Tuesday, February 16, 2010

The Morning Reading: Lucille Clifton: "bloom how you must"

There's a great deal to say today - even though the person I am writing about often said so much in few words.

Poet Lucille Clifton died last Saturday February 13, 2010 at age 73. She was born in 1936 to a working class family in Depew, New York. She published her first book at age 33, after poet Robert Hayden entered her poems in the 1969 YW-YMCA Poetry Center Discovery Award. She worked in state and federal government jobs until she got her first teaching position as writer-in-residence at Coppin State College in Baltimore, Maryland in 1971. She was mother to six children and married to artist and philiosphy professor Fred Clifton, who died in 1984.

First, a poem.

The Death of Fred Clifton
Age 49

I seemed to be drawn
to the center of myself
leaving the edges of me
in the hands of my wife
and I saw with the most amazing
so that I had not eyes but
and, rising and turning,
through my skin,
there was all around not the
shapes of things
but oh, at last, the things

~ Lucille Clifton

And another:

i am accused of tending to the past

i am accused of tending to the past
as if i made it,
as if i sculpted it
with my own hands. i did not.
this past was waiting for me
when i came,
a monstrous unnamed baby,
and i with my mother’s itch
took it to breast
and named it
she is more human now,
learning languages everyday,
remembering faces, names and dates.
when she is strong enough to travel
on her own, beware, she will.

~ Lucille Clifton

I worked with Lucille during the summers at the Community of Writers in Squaw Valley where she'd been a staff poet since 1991. At the poetry workshop, she wrote new poems each day along with the other staff poets and participants. Lucille composed her daily poems on a typewriter, working on one of Oakley Hall’s shabby IBM Selectrics. It was my job to collect everyone's first drafts early in the morning and make copies on the wheezing xerox machine. I'd wait for the copies to emerge, standing there, reading the poems, the warm stack of thin white paper. Lucille's drafts were elegant, powerful, spare - and often many would appear a year or two later in magazines and journals, collected eventually in one of her books.
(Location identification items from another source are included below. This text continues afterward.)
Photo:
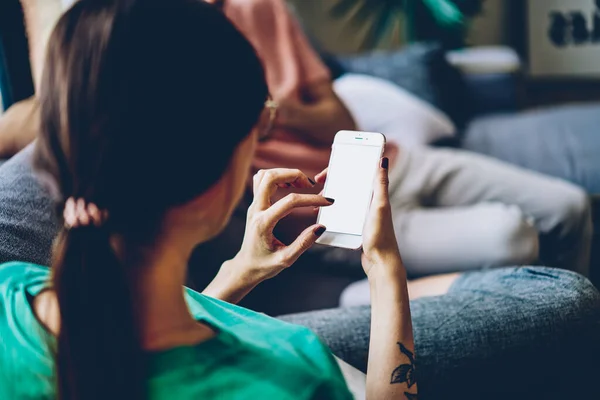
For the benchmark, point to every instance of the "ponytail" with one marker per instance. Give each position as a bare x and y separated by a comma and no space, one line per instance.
98,351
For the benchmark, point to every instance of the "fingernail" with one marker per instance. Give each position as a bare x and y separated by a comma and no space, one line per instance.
385,162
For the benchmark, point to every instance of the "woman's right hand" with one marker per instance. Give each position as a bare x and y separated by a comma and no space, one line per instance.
380,247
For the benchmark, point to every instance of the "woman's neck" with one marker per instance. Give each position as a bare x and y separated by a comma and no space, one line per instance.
164,315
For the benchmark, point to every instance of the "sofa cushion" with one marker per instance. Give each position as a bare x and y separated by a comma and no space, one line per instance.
561,141
421,69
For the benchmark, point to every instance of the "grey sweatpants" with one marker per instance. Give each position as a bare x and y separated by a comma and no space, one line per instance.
511,333
508,333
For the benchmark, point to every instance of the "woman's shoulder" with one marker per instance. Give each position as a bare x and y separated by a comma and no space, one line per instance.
21,273
259,331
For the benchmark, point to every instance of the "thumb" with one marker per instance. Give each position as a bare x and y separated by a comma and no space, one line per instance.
307,238
380,190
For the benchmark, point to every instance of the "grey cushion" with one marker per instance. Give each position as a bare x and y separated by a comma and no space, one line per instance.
421,69
27,220
561,141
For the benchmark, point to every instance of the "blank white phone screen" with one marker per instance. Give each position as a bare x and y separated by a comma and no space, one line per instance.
350,178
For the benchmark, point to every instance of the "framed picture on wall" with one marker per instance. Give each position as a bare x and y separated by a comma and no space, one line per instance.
563,38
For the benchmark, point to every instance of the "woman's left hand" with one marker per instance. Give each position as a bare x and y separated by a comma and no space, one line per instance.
262,255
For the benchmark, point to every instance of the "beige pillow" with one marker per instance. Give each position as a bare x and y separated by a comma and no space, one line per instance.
40,18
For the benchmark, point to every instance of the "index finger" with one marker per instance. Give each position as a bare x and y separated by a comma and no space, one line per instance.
266,183
321,176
I still remember her final poem from two years ago, how it achieved what Lucille’s work did so well – three spare lines that captured the spirit of the previous night’s party at the Hall House, the week itself – and much more. That poem, the last, as it turned out, that I'd see from her, went something like this:

over the mountains
and under the stars it is
one hell of a ride

Lucille's bio is impressive - 11 poetry books, 20 children's books, a host of honors: three time nominee for the Pulitzer, National Book Award winner, poet laureate of Maryland for 11 years and just this year, the Frost Medal from the Poetry Society of America to honor "distinguished lifetime service to poetry."

From the Poetry Foundation:
...Awarding the prestigious Ruth Lily Poetry Prize to Clifton in 2007, the judges remarked that “One always feels the looming humaneness around Lucille Clifton’s poems—it is a moral quality that some poets have and some don’t.”

...Speaking to Michael S. Glaser during an interview for the Antioch Review, Clifton reflected that she continues to write, because "writing is a way of continuing to hope ... perhaps for me it is a way of remembering I am not alone." How would Clifton like to be remembered? "I would like to be seen as a woman whose roots go back to Africa, who tried to honor being human. My inclination is to try to help."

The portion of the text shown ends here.